Pride simmers through me, bubbling up around the tips of my ears and threatening to spill over in joyful peals of laughter and smug smiles. It feels like those nights on stage where everything just goes right – no issues with lighting cues or people flubbing lines or costume mishaps, performing to a sold-out theatre that ends in a standing ovation. That’s a high I can ride for days; this will be, too. I wonder if I can get away with making some sort of closing speech and take a bow, or if too many people will try to leave before the end of the night and make the whole thing not worth it.

Not to mention, nobody suspected a thing when I had to wrangle Freddie away from the staff photos in a totally non-subtle way. I haven’t seen Ashleigh since, thinking about it, but she’ll get over it. I mean, this is Freddie, it’s not like she actually fancied him. I think.

Anyway, all that matters is that his hand is no longer crumpling up my yearbook print-out covering up the damning evidence of my current reality, threatening to reveal it to the world at any moment, so I’m chalking that up as another win. Gone are the mental images of the gasps all around the hall, the stunned faces of my old classmates as my façade is ripped from me before their very eyes, leaving me to flee in tears, humiliated beyond belief.

Still … if Freddie could almost accidentally unveil my photo on the staff board, so could someone else. I keep glancing over at that corner of the room every few seconds, just in case some other idiot decides to stand too close for comfort over there. The adrenaline rush I’m experiencing is all to do with how great the party is, though, and definitely not almost being outed as a liar and #cancelled.

I’m too busy watching a couple of women almost drift in the direction of the staff photos that I’m not really listening to whatever Mardy Mara With The Lipliner is saying until Elise nudges me in the arm.

‘Huh?’

‘I said’ – gosh, she really does look so much better for having figured out how to wear lipliner, kudos to whatever YouTube or TikTok tutorial finally got through to her – ‘I thought you were in that Hugh Grant movie? You know, the one on Prime? The guy from Game of Thrones was in it … You posted all about it on your Instagram. There was that selfie of you and Hugh Grant from the cast party?’

I mean, they don’t need to know the selfie was from set, and I got cussed out by one of the producers for it and made to delete the photo, which obviously I resurrected from my deleted folder immediately afterwards.

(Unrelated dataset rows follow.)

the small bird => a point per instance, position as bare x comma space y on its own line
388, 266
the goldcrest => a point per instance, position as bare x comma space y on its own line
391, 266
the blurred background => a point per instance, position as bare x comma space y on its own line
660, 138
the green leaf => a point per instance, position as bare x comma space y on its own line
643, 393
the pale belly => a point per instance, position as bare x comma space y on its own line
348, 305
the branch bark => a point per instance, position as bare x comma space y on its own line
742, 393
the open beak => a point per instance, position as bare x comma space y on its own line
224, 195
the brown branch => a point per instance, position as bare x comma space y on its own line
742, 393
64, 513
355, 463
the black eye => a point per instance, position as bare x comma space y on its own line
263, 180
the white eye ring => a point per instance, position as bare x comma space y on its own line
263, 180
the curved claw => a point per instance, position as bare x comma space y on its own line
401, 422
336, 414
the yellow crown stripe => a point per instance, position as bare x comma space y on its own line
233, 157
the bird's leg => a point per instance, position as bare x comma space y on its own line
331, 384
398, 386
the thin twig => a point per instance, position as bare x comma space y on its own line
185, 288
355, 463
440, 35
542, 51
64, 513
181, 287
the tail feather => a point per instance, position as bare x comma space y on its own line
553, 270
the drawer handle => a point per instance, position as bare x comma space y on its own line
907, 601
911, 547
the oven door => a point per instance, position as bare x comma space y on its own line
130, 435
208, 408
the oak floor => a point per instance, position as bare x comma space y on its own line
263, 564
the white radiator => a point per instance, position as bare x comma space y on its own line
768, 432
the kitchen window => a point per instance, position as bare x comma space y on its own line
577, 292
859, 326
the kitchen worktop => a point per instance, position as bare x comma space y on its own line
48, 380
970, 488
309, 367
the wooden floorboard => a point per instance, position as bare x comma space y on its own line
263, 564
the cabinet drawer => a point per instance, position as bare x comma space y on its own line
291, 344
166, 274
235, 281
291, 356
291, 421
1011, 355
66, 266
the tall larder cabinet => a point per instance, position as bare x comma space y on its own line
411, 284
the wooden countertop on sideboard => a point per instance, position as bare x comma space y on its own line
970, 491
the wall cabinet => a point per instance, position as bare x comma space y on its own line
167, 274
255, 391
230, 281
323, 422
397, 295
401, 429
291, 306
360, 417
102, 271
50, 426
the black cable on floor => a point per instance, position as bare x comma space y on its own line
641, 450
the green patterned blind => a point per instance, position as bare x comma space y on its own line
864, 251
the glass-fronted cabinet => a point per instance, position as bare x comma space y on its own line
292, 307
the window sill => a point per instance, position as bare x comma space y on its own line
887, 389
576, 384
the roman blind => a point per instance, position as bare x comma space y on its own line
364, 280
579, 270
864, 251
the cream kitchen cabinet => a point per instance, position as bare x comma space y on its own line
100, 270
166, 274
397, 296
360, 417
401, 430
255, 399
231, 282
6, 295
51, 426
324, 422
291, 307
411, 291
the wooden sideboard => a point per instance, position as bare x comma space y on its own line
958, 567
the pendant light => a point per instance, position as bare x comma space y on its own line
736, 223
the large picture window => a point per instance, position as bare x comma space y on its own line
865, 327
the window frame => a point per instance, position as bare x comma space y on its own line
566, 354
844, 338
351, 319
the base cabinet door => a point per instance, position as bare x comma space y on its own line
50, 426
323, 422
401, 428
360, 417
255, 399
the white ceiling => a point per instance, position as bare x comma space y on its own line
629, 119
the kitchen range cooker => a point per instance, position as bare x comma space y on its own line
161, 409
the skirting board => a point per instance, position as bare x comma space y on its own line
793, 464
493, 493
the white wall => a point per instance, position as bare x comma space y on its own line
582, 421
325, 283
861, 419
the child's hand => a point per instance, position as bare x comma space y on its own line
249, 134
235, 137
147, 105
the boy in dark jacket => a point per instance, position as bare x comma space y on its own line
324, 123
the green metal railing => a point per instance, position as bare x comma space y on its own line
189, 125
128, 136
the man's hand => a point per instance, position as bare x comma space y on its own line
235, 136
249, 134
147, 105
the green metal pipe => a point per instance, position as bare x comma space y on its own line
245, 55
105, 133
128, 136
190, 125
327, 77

‘Mm-hmm. Oh my gosh, it was so lit, you would not believe.’

‘Is he really cool? I can’t believe you met him.’ Elise’s eyes light up and everybody else in our little circle leans in, intrigued, hanging off my every word before I can even speak, and I bask in their attention. ‘He seems so awesome; I think I’d die!’

‘Did you film much with him?’ someone else asks. I think she was one of the geeky kids Ashleigh and Hayden were friendly with. I think we maybe did a history project together in Year Eight.

‘We had a really great scene together, actually. Hardly took any takes, but of course, he’s a pro, and he told me I take direction really well—’

Or, you know. He would’ve, if I’d been able to show off my acting talents properly. I’d stake money on it.